You can become soul mates with your spouse. You can have the marriage of your dreams. I know it’s true because it has happened with Karen and me.
Karen and I dated for four years before we got married, but our relationship barely survived to our wedding day. And we almost divorced within a few years after that. Our marriage was unhealthy for several painful years.
But today, Karen is the love of my life and my best friend. She is my soul mate. Unfortunately, the concept of a soul mate in our current society is one that sets up many couples for failure. I want to expose three dangerous soul mate myths.
Myth One: My soul mate will be just like me. We dream of someone out there who is perfect for us and matches up with us like pieces of a puzzle. The online dating world fosters this myth. It promises people compatibility.
But even if you and your spouse seem to match up in every category, you’re still very different people. Compatibility is based on character and values—not sameness. The truth is that your perfect soul mate will be very different from you, and if you’re not prepared for these differences your marriage will see conflict.

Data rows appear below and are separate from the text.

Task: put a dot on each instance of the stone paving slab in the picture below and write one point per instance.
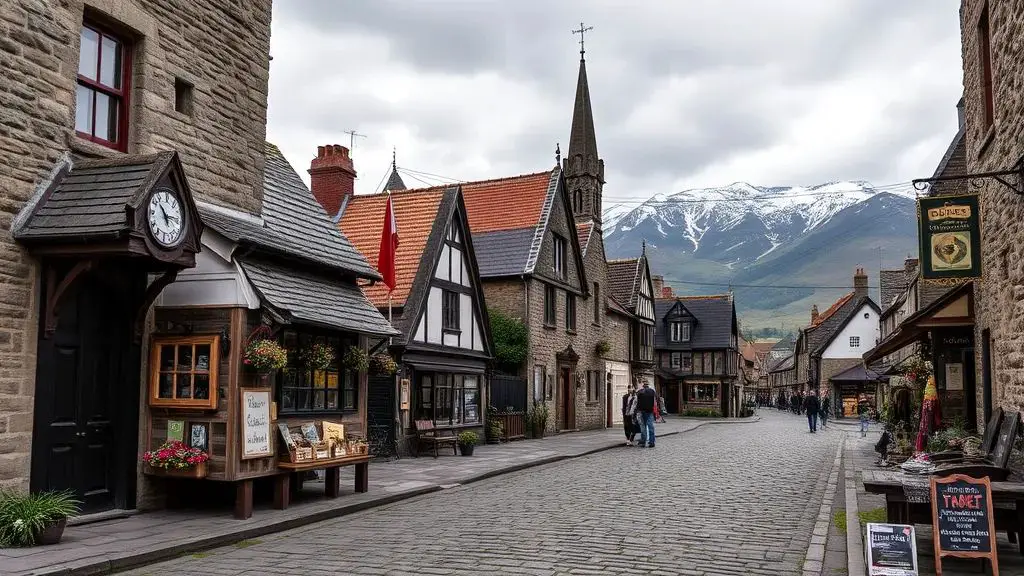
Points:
(143, 538)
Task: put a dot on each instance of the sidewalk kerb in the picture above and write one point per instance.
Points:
(109, 564)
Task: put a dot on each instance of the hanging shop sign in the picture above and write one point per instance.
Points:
(949, 232)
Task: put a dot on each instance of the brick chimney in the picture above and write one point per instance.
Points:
(658, 282)
(859, 283)
(332, 176)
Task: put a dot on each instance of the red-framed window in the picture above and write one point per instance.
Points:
(101, 93)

Myth Two: My soul mate and I will never have big problems. This sets couples up for major disappointment. Every couple will have issues they have to work through in marriage. Pre-marital counseling and shared values minimize these conflicts, but big issues still exist.
Why is it so important to anticipate problems? If you are coasting through life thinking everything’s great and feeling positive about your marriage, what happens the first time a negative situation occurs? You’ll be devastated. The devil will whisper “you married the wrong person” into your ear.
The greatest marriages aren’t the ones where everything always goes right, but where two committed believers roll up their sleeves and fight through their adversity. Soul mates aren’t born. They’re made in the trenches of life.
Myth Three: My soul mate will always make me happy and meet my needs. No one person can always make me happy. The basis of my happiness—and your happiness—is God. Only God can meet our deepest needs.
Karen can make me happy quite often. But not all the time. When you put the responsibility for your happiness on a single person, you set up that person for failure.
The basis of my personal happiness is not Karen Evans. It is Jesus Christ.
How can you turn your spouse into your soul mate? First, you must choose empathy—understanding and entering into another person’s feelings. By putting yourself in their shoes, you become more sensitive.
Second, you must choose generosity. Give your spouse kindness, attention, communication. Invest in your spouse and your marriage will flourish.
Finally, choose to prioritize your spouse. Your marriage only works if comes first—above your work, children, church, or hobbies. Only your relationship with God should rank above your marriage in priority.
Don’t fall for the soul mate myths. Open up your soul to your spouse and begin the process of becoming each other’s soul mates.